The growing body of experimental and computational studies suggested that the cross-neutralization antibody activity against Omicron variants may be driven by balance and tradeoff of multiple energetic factors and interaction contributions of the evolving escape hotspots involved in antigenic drift and convergent evolution. However, the dynamic and energetic details quantifying the balance and contribution of these factors, particularly the balancing nature of specific interactions formed by antibodies with the epitope residues remain scarcely characterized. In this study, we performed molecular dynamics simulations, ensemble-based deep mutational scanning of SARS-CoV-2 spike residues and binding free energy computations for two distinct groups of broadly neutralizing antibodies : E1 group (BD55-3152, BD55-3546 and BD5-5840) and F3 group (BD55-3372, BD55-4637 and BD55-5514). Using these approaches, we examine the energetic determinants by which broadly potent antibodies can largely evade immune resistance. Our analysis revealed the emergence of a small number of immune escape positions for E1 group antibodies that correspond to R346 and K444 positions in which the strong van der Waals and interactions act synchronously leading to the large binding contribution. According to our results, E1 and F3 groups of Abs effectively exploit binding hotspot clusters of hydrophobic sites critical for spike functions along with selective complementary targeting of positively charged sites that are important for ACE2 binding. Together with targeting conserved epitopes, these groups of antibodies can lead to the expanded neutralization breadth and resilience to antigenic shift associated with viral evolution.
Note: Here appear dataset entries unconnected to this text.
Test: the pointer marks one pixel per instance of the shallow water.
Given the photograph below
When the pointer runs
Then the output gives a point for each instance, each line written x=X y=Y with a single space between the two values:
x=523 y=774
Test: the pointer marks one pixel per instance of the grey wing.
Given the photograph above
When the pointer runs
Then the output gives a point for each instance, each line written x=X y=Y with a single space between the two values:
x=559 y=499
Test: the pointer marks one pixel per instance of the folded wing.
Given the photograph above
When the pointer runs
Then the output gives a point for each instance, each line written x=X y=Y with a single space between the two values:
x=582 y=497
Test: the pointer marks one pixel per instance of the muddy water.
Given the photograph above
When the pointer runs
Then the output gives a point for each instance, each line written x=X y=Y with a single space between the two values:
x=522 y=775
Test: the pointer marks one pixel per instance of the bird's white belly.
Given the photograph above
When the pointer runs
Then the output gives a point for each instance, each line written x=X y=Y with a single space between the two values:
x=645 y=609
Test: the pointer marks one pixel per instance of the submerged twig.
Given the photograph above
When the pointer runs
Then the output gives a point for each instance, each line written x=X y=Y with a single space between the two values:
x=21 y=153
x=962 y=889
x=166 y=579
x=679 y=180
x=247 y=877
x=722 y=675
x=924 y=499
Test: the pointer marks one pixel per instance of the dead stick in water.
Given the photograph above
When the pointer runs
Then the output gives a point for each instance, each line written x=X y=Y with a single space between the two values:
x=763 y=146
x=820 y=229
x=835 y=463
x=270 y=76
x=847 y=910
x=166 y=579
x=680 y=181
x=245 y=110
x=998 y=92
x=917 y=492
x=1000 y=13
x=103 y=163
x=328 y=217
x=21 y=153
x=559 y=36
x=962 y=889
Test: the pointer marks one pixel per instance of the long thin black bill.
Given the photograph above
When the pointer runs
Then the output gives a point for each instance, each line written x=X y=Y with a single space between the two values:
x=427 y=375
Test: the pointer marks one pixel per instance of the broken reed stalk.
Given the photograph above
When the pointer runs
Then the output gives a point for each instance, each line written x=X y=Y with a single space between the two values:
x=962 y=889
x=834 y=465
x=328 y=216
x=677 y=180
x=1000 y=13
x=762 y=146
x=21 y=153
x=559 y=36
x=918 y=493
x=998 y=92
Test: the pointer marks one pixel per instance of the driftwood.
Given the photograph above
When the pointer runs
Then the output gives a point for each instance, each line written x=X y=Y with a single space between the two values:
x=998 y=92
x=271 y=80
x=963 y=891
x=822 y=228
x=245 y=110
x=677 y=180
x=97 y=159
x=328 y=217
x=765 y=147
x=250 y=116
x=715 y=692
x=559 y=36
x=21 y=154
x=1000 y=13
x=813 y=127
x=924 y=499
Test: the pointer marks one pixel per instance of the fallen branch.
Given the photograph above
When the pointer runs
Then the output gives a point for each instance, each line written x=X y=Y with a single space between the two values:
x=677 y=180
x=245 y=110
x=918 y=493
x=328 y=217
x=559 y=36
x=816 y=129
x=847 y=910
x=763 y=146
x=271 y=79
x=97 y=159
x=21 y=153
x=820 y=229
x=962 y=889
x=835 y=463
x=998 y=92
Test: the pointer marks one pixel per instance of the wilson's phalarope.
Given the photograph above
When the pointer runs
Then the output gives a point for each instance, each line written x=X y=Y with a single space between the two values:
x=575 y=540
The results of this study and the energetic analysis demonstrate excellent qualitative agreement between the predicted binding hotspots and critical mutations with respect to the latest experiments on average antibody escape scores. We argue that E1 and F3 groups of antibodies targeting binding epitopes may leverage strong hydrophobic interactions with the binding epitope hotspots critical for the spike stability and ACE2 binding, while escape mutations tend to emerge in sites associated with synergistically strong hydrophobic and electrostatic interactions.